More on Intrinsic Rights
Micah Schwartzman has a response to my intrinsic rights post. He's certainly much more qualified to talk about this stuff than me, and my original post was obviously painted with too broad of a brush. Nonetheless, I have a few responses and clarifications.
[UH] argues that prisoners at Gitmo have no moral rights because such rights are impossible to identify.
I don't think I said that, and certainly did not mean to if I did. My argument is that they don't have legally cognizable moral rights. They have moral rights, and they have legal rights, but these are distinct things. I think my South African colleague wants to conflate the two and I'm trying to resist.
It doesn’t take much to see that the language of moral rights can be used to criticize laws (and legal rights) that don’t adequately protect them.... And just to anticipate an obvious response: the fact that some people will disagree with me about their existence, let alone their nature and scope, is not yet an argument that they don’t exist
Quite right, and that's part of where I backtracked in the comments.
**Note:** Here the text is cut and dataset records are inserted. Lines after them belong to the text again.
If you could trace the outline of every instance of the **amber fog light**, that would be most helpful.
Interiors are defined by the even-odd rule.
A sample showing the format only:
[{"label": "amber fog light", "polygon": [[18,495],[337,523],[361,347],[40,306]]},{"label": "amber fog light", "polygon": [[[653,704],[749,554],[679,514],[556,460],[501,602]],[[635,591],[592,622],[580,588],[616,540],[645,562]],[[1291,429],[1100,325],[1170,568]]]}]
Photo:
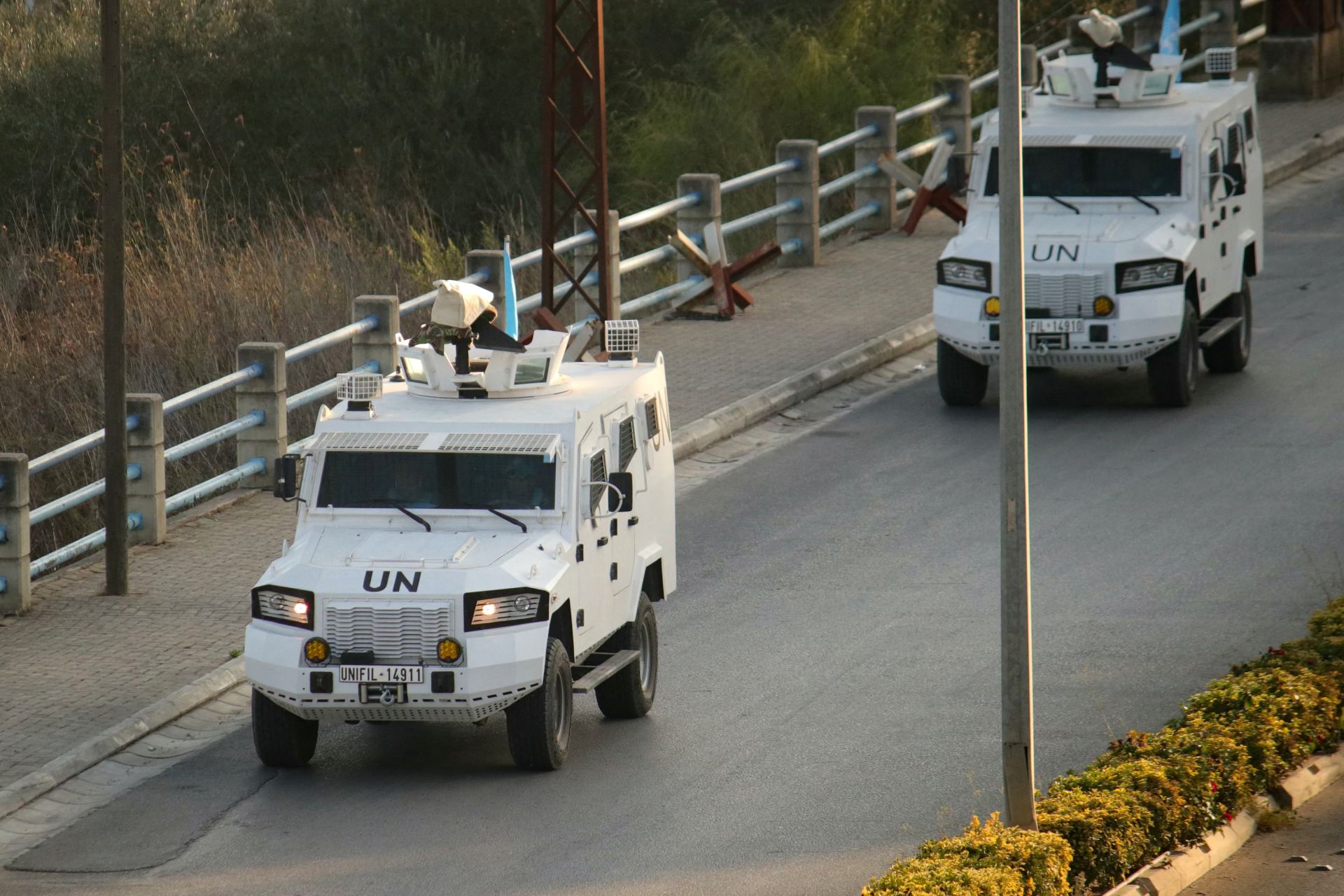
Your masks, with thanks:
[{"label": "amber fog light", "polygon": [[438,661],[457,662],[462,658],[462,645],[452,638],[441,638],[438,642]]},{"label": "amber fog light", "polygon": [[332,656],[332,647],[321,638],[309,638],[304,642],[304,660],[313,665],[327,662]]}]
But remember the context of this argument.. I'm not alleging that my South African critic can't attack the Bush Administration or the Constitution or the Geneva Convention. I'm simply stating (rather obviously, I thought) that since the rights are not self-enforcing, we have to look to the enforcement mechanisms to understand what rights are being protected in our current system. One can want to change that system, or criticize its failures, but that doesn't change the fact that it either does or does not recognize certain rights claims as justiciable and/or valid.
Let's take a different line for argument's sake. Let's say you and I think there is an intrinsic right to subsistence. Does that mean you or I can walk into a courtroom and demand the government feed us? It does not, because a claim that "we all have an intrinsic right not to starve to death" is not currently legally cognizable. Certainly we could work to change that. But we at least need to recognize the current legal regime for what it is.
So where does that leave us? The way I see it, my South African colleague is saying that the Gitmo prisoners have an "intrinsic moral right" to this or that procedural protection, and my response is maybe, maybe not, but either way they don't have a legal right to it.